Lorsque vous arrivez dans cette ville du nord-est de l’Algérie située à 60 km d’Annaba, la première observation que l’on vous fait est la suivante : « Avez-vous vu les Maliens de la SNTV ? » Un mot de passe, une référence locale ? Pas du tout, quelques kilomètres en voiture vous fait comprendre la situation.

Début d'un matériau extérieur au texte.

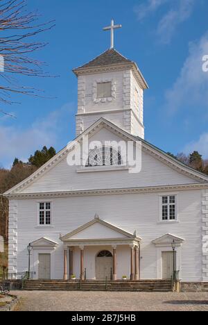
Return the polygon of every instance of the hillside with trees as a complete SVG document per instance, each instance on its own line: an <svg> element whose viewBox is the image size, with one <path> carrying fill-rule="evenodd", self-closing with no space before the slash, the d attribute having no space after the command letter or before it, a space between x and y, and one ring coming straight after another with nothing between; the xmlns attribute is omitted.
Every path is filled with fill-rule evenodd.
<svg viewBox="0 0 208 325"><path fill-rule="evenodd" d="M10 170L0 169L0 235L4 238L6 249L8 239L8 201L2 194L31 176L55 155L54 148L51 147L48 149L44 147L42 150L37 150L31 155L26 162L16 158ZM7 267L6 256L6 251L4 254L0 253L0 275L1 268L2 272L2 269Z"/></svg>

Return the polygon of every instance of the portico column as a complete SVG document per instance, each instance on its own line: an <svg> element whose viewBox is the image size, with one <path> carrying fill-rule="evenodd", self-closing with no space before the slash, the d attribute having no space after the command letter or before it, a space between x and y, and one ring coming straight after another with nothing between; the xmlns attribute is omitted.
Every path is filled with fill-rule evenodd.
<svg viewBox="0 0 208 325"><path fill-rule="evenodd" d="M64 281L67 281L67 249L64 248Z"/></svg>
<svg viewBox="0 0 208 325"><path fill-rule="evenodd" d="M80 249L80 280L84 280L84 247Z"/></svg>
<svg viewBox="0 0 208 325"><path fill-rule="evenodd" d="M139 247L138 246L135 247L135 280L138 281L139 279Z"/></svg>
<svg viewBox="0 0 208 325"><path fill-rule="evenodd" d="M134 246L130 247L131 249L131 274L130 274L130 279L132 281L135 280L135 272L134 272L134 253L135 253L135 247Z"/></svg>
<svg viewBox="0 0 208 325"><path fill-rule="evenodd" d="M116 247L113 247L113 280L117 280L117 270L116 270Z"/></svg>

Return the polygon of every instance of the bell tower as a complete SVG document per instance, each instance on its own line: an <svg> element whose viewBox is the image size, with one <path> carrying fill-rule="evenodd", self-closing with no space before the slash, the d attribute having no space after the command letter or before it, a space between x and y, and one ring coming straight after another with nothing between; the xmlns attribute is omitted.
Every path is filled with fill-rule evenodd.
<svg viewBox="0 0 208 325"><path fill-rule="evenodd" d="M137 64L111 48L73 72L78 77L76 135L101 117L134 135L144 138L144 90L148 86Z"/></svg>

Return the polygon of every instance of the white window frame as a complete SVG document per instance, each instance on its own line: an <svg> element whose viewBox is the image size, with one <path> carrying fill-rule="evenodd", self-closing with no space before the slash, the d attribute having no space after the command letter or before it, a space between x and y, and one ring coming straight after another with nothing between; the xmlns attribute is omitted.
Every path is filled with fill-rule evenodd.
<svg viewBox="0 0 208 325"><path fill-rule="evenodd" d="M98 83L111 83L111 97L97 97L97 85ZM95 80L92 87L92 98L95 103L106 103L112 101L116 98L116 81L112 78L97 79Z"/></svg>
<svg viewBox="0 0 208 325"><path fill-rule="evenodd" d="M105 95L104 95L104 96L101 96L101 95L99 96L99 94L98 94L99 86L101 87L101 85L102 85L102 86L103 85L103 87L104 87L104 85L106 85L107 84L108 85L108 86L107 86L107 92L108 92L108 90L108 90L108 88L110 88L110 94L109 94L109 96L107 96L108 94L105 94ZM100 90L100 89L99 89L99 90ZM97 94L96 94L96 97L97 97L98 99L112 97L112 81L107 81L107 82L105 81L105 83L97 83Z"/></svg>
<svg viewBox="0 0 208 325"><path fill-rule="evenodd" d="M51 223L50 224L40 224L40 203L44 203L46 204L46 203L49 203L51 204ZM44 208L44 210L43 211L46 212L46 210ZM45 214L44 214L45 215ZM44 215L44 222L45 222L45 215ZM50 200L42 200L42 201L37 201L37 227L38 228L51 228L53 227L53 202Z"/></svg>
<svg viewBox="0 0 208 325"><path fill-rule="evenodd" d="M170 209L169 206L171 205L171 203L169 203L169 199L168 199L168 203L167 204L163 204L162 203L162 198L163 197L175 197L175 219L170 219ZM168 206L168 219L167 220L163 220L162 219L162 206L167 205ZM175 193L171 193L171 194L162 194L159 195L159 222L161 223L174 223L174 222L178 222L178 194Z"/></svg>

Sur le Boulevard Souidani Boujemaa, dès que vous vous arrêtezs à un feu, ils surgissent de nulle part. Des enfants peut-être originaires du Mali ou du Niger. « Sadaqa, sadaqa ! » crie une petite fille d’à peine 10 ans en mimant une main que l’on porte à la bouche, « sadaqa pour manger ». Ce sont les seuls mots qu’elle connaît en arabe, et elle les répète à l’envi. Cette scène est devenue le quotidien des Guelmis, qui ne font plus trop attention aux enfants. « Laisses tomber ils sont là depuis des mois, ils nous connaissent et nous les connaissons à force. Ce sont des Maliens, ils demandent tous les jours l’aumône. Vas à la SNTV tu les trouveras tous ! », explique notre chauffeur.
Elles sont peut-être des dizaines de familles à avoir élu domicile à la gare routière de Guelma. Depuis plusieurs mois, toutes dorment à la « SNTV » comme l’appellent les habitants. Des hommes, des femmes et même des enfants qui se réfugient quotidiennement dans les abribus qu’ils ont eux-mêmes aménagés pour y dormir, alors que les Algériens montent et descendent des bus et taxis pour se rendre dans tout le pays. Dans ce lieu de passage des Maliens et des Nigériens font désormais partie du décor. Il y a quelques mois à Guelma, les habitants regardaient les subsahariens à la télévision. Ils n’étaient que des voisins lointains. Désormais, Maliens et Nigériens sont leurs voisins proches et habitent même leur rue.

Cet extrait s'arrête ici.